Written by Ralph Keating, Saratoga PLAN Trail Crew Volunteer

So, what does the invasive Emerald Ash Borer (EAB) have to do with trail work? At the Woodcock Preserve in Clifton Park, quite a bit. A little education on the invasive EAB, ways to improve trails in muddy locations, and the unfortunate demise of Ash trees gives the answer. 

First for the Emerald Ash Borer (EAB) 

The EAB was first detected in the U.S. in 2002, but was expected to have been in the country since 1990. It’s an insect, from Asia, believed to have arrived on packing crates from a cargo ship. EAB eats almost exclusively on Ash trees and does not have many natural predators in the U.S. An adult female of this green and purple insect will lay 30-200 eggs inside the Ash bark. When these eggs hatch, the larvae live within the live section of the tree (phloem and cambium layers) and feed while leaving chewed paths inside the bark. As more EAB eggs hatch inside the bark of the Ash tree, the tree becomes stressed and it’s ability to carry water and nutrients to leaves for photosynthesis is lost. The tree then loses leaves, branches die-off and the tree eventually dies itself.
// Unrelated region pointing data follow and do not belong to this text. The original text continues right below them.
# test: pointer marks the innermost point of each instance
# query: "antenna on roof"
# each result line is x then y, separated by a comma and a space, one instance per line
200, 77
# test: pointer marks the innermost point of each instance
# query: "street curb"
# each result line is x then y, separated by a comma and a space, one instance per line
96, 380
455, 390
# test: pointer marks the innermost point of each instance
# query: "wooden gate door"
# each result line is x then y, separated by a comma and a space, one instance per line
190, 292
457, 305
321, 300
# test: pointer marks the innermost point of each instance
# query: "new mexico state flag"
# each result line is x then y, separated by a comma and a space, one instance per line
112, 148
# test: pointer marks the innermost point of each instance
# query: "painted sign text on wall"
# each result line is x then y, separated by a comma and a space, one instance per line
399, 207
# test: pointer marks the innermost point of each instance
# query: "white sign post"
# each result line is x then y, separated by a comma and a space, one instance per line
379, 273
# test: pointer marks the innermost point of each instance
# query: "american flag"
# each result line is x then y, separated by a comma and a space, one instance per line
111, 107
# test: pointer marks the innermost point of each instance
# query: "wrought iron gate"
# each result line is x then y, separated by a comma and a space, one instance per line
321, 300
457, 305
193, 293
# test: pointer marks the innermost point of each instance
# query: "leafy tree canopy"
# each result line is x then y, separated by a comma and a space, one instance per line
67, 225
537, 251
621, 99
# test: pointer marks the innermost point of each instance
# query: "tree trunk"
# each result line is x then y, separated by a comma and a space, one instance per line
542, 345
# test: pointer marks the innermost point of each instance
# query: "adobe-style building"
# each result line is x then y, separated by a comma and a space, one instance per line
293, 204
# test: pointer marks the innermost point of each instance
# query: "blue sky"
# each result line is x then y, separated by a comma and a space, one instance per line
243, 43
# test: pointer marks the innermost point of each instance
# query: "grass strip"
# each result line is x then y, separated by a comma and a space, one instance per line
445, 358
A clear indicator that an Ash tree has been infested with EAB are numerous woodpecker holes and stripping of the bark as they tend to love eating larvae.

This Emerald Ash Borer has destroyed many Ash trees in the eastern U.S. and has spread to the Midwest. New York State has asked residents to not move firewood more than 50 miles from where it was cut to help prevent the spread of EAB and other invasive species. In Saratoga County, EAB is found in numerous places, meaning Saratoga PLAN Preserves are vulnerable.

What does all this have to do with trail construction?

Well, quite a bit actually. At PLAN’s Woodcock Preserve in Clifton Park, there are about 3 miles of trails with many stretches of muddy sections. Muddy sections like these can negatively impact sensitive vegetation on and around trails in a few different ways, including herd trails. Various bog bridges were installed in the past to address this, but many other sections of trails still need work. There are numerous ways to improve hiking trails in muddy locations including but not limited to; trail hardening, bog bridge construction, drainage and turnpiking, or corduroy construction. Trail hardening requires lots of small rocks or sand to “harden” soft muddy areas, both of which are rare at the Woodcock Preserve. Drainage was not possible due to the extremely flat terrain. Turnpiking requires lots of stone which is not only costly but can also introduce invasives, so that was ruled out as well. Bog bridges (low bridges over mud) would work, but is expensive due to the high cost of pressure treated lumber.

The solution came from a very old and simple technique of trail hardening known as “corduroy bridging” or simply corduroy. A corduroy trail is made by placing several small logs next to each other over wet/muddy sections of the trail. These logs are usually cut from trees approximately 4 to 5 inches in diameter and cut to approximately 2.5 feet in length. Each 2.5-foot section is then placed next to each other, which requires several trees. For example, to harden a 10-foot section of trail with trees that are 5 inches in diameter, 20 feet of tree is needed. 

Since the EAB has been so prevalent in the Woodcock Preserve, there were many small Ash trees that had died in the 4-to-5-inch diameter range. When I first noticed this on the White trail at Woodcock, I counted about 40 dead or dying Ash trees that could be used to construct corduroy bridges, but there turned out to be many more. 

Corduroy construction by the Saratoga PLAN trail crew volunteers improved 350 feet of trail was improved with bridging. Each of the four work events had 6 to 8 volunteers who worked for 3 or more hours each time in very muddy conditions. The total volunteer effort from our volunteer trail crews was about 105 hours. We cut dead trees with chainsaws and carefully placed the wood on the very muddy trails. No one left a work day without being very muddy! This volunteer effort saved PLAN $2,000-$3,000 in materials, if pressure treated lumber had been purchased for bog bridges. Since Ash tree wood has a hardness similar to Oak, these corduroys should stay intact for a decade or more before decaying. 

It’s really hard to say thanks to the Emerald Ash Borer for supplying the resource to allow these trails to be more user friendly. One can only hope that there will be a remedy someday to control the invasive EAB and we will continue to have a sustainable supply of Ash trees in the future for making more baseball bats, furniture, flooring, tool handles, and other products.